Home > Uncategorized > The big airport rip-off

The big airport rip-off

I flew into Edinburgh Airport last Thursday, into the middle of a controversy. If you’re from that city, you’ll know this already, but if not, the owners of the terminal have incensed most of its users by announcing that it plans to charge every driver £1, just to drop off friends and family. I had a long conversation with a Scotsman journalist last week, in which I tried to nail down a single overwhelming reason why this is an intolerable proposal. I couldn’t; some things are just too outrageous for logical criticism and this is one of them. There is nothing to justify it. If there was decent public transport to the place, maybe, but there isn’t. Even if there were, it would be impractical for those travellers who don’t live in the city, and that’s actually a hell of a lot of us.

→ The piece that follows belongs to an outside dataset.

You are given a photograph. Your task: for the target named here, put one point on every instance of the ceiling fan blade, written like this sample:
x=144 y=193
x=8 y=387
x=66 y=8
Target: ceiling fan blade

I wound up saying two things to the Scotsman reporter. The first was that if a client had come to me in my PR days with such a plan, I’d have told him that I was not in the business of defending the indefensible, and that he’d better find himself a new advisor if he planned to proceed. The second was that it’s a huge irony that Edinburgh Airport’s ultimate owner is a Spanish company called Ferrovia. If an airport operator tried to introduced such a charge in Cataluna, they’d be blown away, and these people know that. But it’s fine for them to fleece us Scots. Eff you, Ferrovia, and the plane you flew in on.

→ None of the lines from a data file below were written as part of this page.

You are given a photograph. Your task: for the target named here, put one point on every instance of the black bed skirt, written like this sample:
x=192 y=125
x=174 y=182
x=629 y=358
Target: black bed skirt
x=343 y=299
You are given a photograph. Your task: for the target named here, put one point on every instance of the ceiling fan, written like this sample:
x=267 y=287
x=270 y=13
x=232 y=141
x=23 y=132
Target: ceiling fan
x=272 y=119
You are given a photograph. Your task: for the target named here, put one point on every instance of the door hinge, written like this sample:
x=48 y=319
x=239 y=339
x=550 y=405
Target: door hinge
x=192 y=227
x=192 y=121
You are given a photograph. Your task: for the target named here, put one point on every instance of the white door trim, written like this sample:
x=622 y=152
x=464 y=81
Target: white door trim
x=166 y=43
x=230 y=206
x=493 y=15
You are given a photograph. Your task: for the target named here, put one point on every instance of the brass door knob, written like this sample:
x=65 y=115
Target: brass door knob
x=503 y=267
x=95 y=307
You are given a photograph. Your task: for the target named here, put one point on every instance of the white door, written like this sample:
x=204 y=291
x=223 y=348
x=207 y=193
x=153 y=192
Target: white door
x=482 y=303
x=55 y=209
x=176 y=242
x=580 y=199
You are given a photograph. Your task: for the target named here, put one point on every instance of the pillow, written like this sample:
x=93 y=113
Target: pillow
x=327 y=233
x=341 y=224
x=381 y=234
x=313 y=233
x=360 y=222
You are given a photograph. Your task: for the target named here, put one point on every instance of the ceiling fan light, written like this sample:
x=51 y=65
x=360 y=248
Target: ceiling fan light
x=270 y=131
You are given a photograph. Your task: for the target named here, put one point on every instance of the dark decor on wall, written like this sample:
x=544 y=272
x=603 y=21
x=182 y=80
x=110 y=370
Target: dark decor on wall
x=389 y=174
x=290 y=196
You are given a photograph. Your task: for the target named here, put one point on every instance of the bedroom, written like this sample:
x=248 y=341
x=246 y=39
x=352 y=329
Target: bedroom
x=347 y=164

Here’s a little story to back up my outrage. A few years ago, the town council in L’Escala, where we live, decided that all the boat-owners who wanted to park in the town’s marina, one of the most expensive in Spain, would have to pay for that too. However they forgot one thing. The town’s commercial fisherman, small and medium sized, all work out of the same place. A hut was built, a barrier was put in place and a man was hired to take the money. On the first morning, the fishermen arrived. They took their tickets and said nothing, but gathered together and a meeting was held. When it was over, they walked back up to the hut, broke the barrier and threw it in the sea. It was never replaced. I’d love to think that Edinburgh’s travellers might take similar direct action. But we won’t. Let’s face it; in our city corporate stupidity is an art form, and in its face we are all law-abiding sheep.

Categories: Uncategorized
  1. John
    August 4, 2010 at 3:59 am

    this sort of stuff makes my blood boil. where on earth they come up with this sort of ill-conceived tripe is beyond the comprehension of normal minds, which clearly concludes that we are being controlled by abnormal minds. perhaps these are aliens in human-form theory that many people subcribe to cos this is just addled thinking… moronic dikeds

  2. Vera McComb
    August 17, 2010 at 10:46 pm

    We now have the exact same situation at Belfast International Airport. I have just left my son off to return to Glasow and has to pay £1 to drop him off. It took exactly 30 seconds. It is absolutely ridiculous, but there is no way that you can’t pay as there are barriers in and out. To add insult to injury if you don’t have the correct money you don’t get any change and if you pay by credit card you are charged a 3% fee. How honestly can this be morally right.